Why you are unemployed


By Neil Patrick

This morning, I have been catching up with Stefan Molyneux. In case you don’t know him, he is the host of Freedomain Radio, which is billed as ‘the most popular philosophy show in the world’.

Here is part 2 of his series of broadcasts, entitled, ‘Why you are unemployed’.

If you are unemployed, you may not care very much why, just what you can do to change it. So, if this is how you feel, I’ll save you wasting your time and suggest you don’t watch the film below (or even bother to read the rest of this post). There are no solutions or tips here about how you can change your situation. I've posted plenty of more practical advice about this elsewhere on this blog.

But if you want to get some thought provoking ideas about why jobs are getting scarcer and why the US is struggling to create well paid jobs, there are answers, or at the very least hypotheses to be found here.

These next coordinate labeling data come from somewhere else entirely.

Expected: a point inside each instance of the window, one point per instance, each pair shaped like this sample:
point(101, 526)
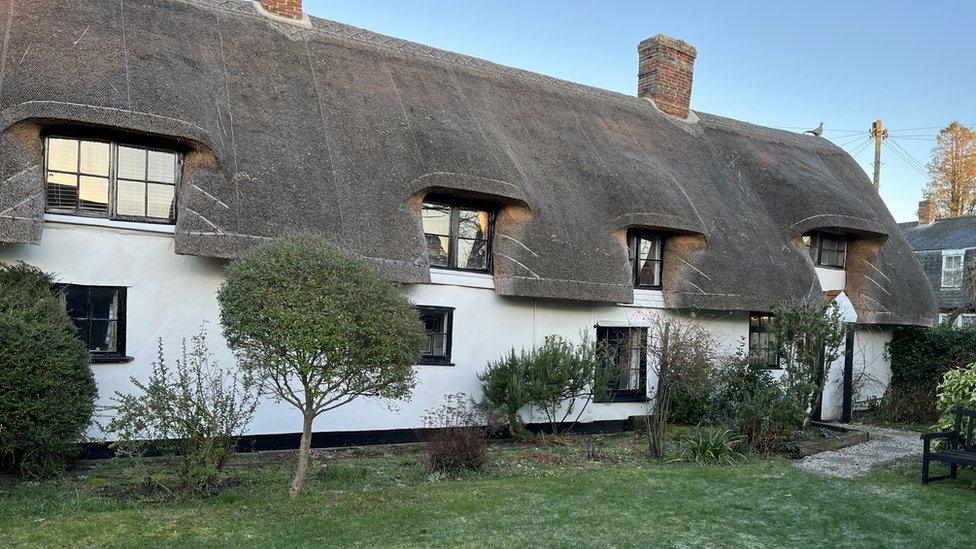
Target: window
point(952, 270)
point(827, 249)
point(629, 346)
point(99, 315)
point(438, 324)
point(762, 343)
point(106, 179)
point(458, 237)
point(645, 257)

And these are not the usual suspects like greed and corruption. Or QE and state subsidies of banks. Or even the damaging effects of low cost overseas labor. Stefan makes the point and it’s persuasive I think, that greed and corruption have always been part of human behaviour and they are no more prevalent today than they were in previous generations when professional working people in the US could expect a much better standard of living. It seems fair to assume that something else is at work today.

Stefan Molyneux
 Credit: Frank Licorice


I certainly agree with him that the idea that we live in freedom is a complete myth. If we were truly free, would we be sent to jail if we didn't pay our taxes? If we were free, would we be forced to adhere to the endless rules that our governments impose upon every aspect of the lives of honest hard working people?

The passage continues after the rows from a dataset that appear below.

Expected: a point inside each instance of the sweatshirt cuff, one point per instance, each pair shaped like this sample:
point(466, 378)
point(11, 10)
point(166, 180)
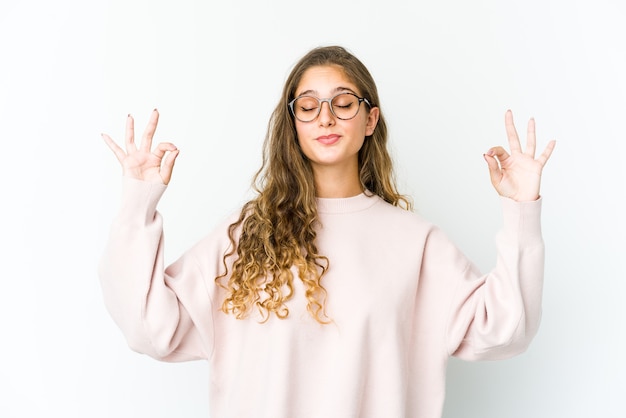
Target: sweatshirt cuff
point(139, 200)
point(522, 219)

Stefan has been described as an anarcho-capitalist philosopher. This means that he supports the free market as the best way of efficiently (and fairly) distributing wealth throughout society. The anarcho bit relates to his beliefs that state interventions in people’s live should be minimized and that the roots of all our problems today lie in over-extended state power and its endless appetite to extract wealth from citizens in the form of taxation and control. He sees this as a vicious circle that has got completely out of hand. He believes that our governments in the US and the west in general have become defacto fascist empires. And like all empires, they exert control and protect their power through the exertion of violence. Not necessarily bloody violence within their borders, but repression nevertheless in the form of taxes, coercion and the threat of imprisonment.

So watching this won’t help you get a job. It might though give you some new ideas about WHY you can’t get one and help you appreciate why it really isn't your fault.

Stefan claims that philosophers are not interested in supporting any political position. That they are only interested in finding the truth. I’ll let you decide for yourself whether or not you think THIS is the truth.